Altay M. A. , Erturk C., Bilge A. , Yapti M., Levent A., Aksoy N.

RHEUMATOLOGY INTERNATIONAL, cilt.35, ss.1725-1731, 2015 (SCI İndekslerine Giren Dergi) identifier identifier identifier

  • Cilt numarası: 35 Konu: 10
  • Basım Tarihi: 2015
  • Doi Numarası: 10.1007/s00296-015-3290-5
  • Dergi Adı: RHEUMATOLOGY INTERNATIONAL
  • Sayfa Sayıları: ss.1725-1731

Özet

We investigated serum prolidase activity and oxidative/antioxidative status in patients with knee osteoarthritis (OA) and evaluated its relationships with radiographic severity and clinical parameters. The study population consisted of 137 patients with knee OA and 134 healthy volunteers. The severity of knee OA was classified according to the Kellgren-Lawrence criteria. Each patient was also evaluated clinically according to the Western Ontario and McMaster University Osteoarthritis Index (WOMAC). Serum prolidase activity was measured spectrophotometrically.
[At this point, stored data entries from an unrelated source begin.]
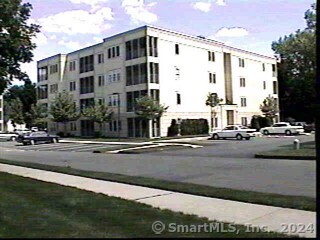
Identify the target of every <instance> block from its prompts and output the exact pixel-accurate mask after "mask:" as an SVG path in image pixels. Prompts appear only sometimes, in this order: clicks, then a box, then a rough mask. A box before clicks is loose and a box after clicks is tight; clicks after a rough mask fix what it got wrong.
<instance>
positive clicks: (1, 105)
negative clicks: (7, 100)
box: [0, 95, 4, 132]
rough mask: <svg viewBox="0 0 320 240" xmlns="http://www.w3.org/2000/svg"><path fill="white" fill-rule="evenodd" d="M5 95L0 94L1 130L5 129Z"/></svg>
mask: <svg viewBox="0 0 320 240" xmlns="http://www.w3.org/2000/svg"><path fill="white" fill-rule="evenodd" d="M3 109H4V107H3V95H0V132H3V131H4V116H3Z"/></svg>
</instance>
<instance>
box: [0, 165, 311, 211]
mask: <svg viewBox="0 0 320 240" xmlns="http://www.w3.org/2000/svg"><path fill="white" fill-rule="evenodd" d="M0 162H2V163H8V164H13V165H18V166H24V167H31V168H36V169H43V170H48V171H54V172H60V173H66V174H71V175H77V176H83V177H89V178H95V179H101V180H108V181H114V182H120V183H128V184H133V185H138V186H145V187H152V188H158V189H163V190H169V191H176V192H182V193H189V194H194V195H200V196H207V197H214V198H221V199H228V200H234V201H240V202H248V203H256V204H263V205H269V206H277V207H286V208H294V209H301V210H307V211H315V210H316V199H315V198H311V197H304V196H286V195H280V194H272V193H261V192H253V191H245V190H236V189H229V188H219V187H212V186H205V185H198V184H192V183H180V182H172V181H165V180H161V179H154V178H147V177H135V176H126V175H121V174H114V173H105V172H92V171H84V170H78V169H73V168H68V167H58V166H49V165H42V164H37V163H26V162H18V161H11V160H3V159H0Z"/></svg>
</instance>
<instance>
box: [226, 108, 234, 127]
mask: <svg viewBox="0 0 320 240" xmlns="http://www.w3.org/2000/svg"><path fill="white" fill-rule="evenodd" d="M227 124H228V125H233V124H234V111H233V110H227Z"/></svg>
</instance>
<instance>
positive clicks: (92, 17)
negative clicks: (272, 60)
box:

Oxidative status was assessed by measuring serum lipid hydroperoxide (LOOH) and total oxidative status (TOS). Antioxidative status was assessed by measuring serum-free sulfhydryl groups (-SH = total thiol) and total antioxidant capacity (TAC). Oxidative stress index (OSI) was calculated. Serum prolidase activity was significantly lower in the knee OA group than in the control group (p < 0.001). The serum prolidase activities decreased with the severity of knee OA. Furthermore, serum LOOH, TOS, and OSI levels of the knee OA group were significantly higher than those of the controls (p < 0.001 for all), whereas TAC and -SH levels did not differ between the two groups (p > 0.05). In a multiple regression analysis, WOMAC score was independently associated with serum prolidase activity (beta = -0.340, p < 0.001). Decreased serum prolidase activity and elevated LOOH, TOS, and OSI levels may be associated with knee OA, and serum prolidase activity may be a useful adjunctive indicator of the progression of knee OA in follow-up.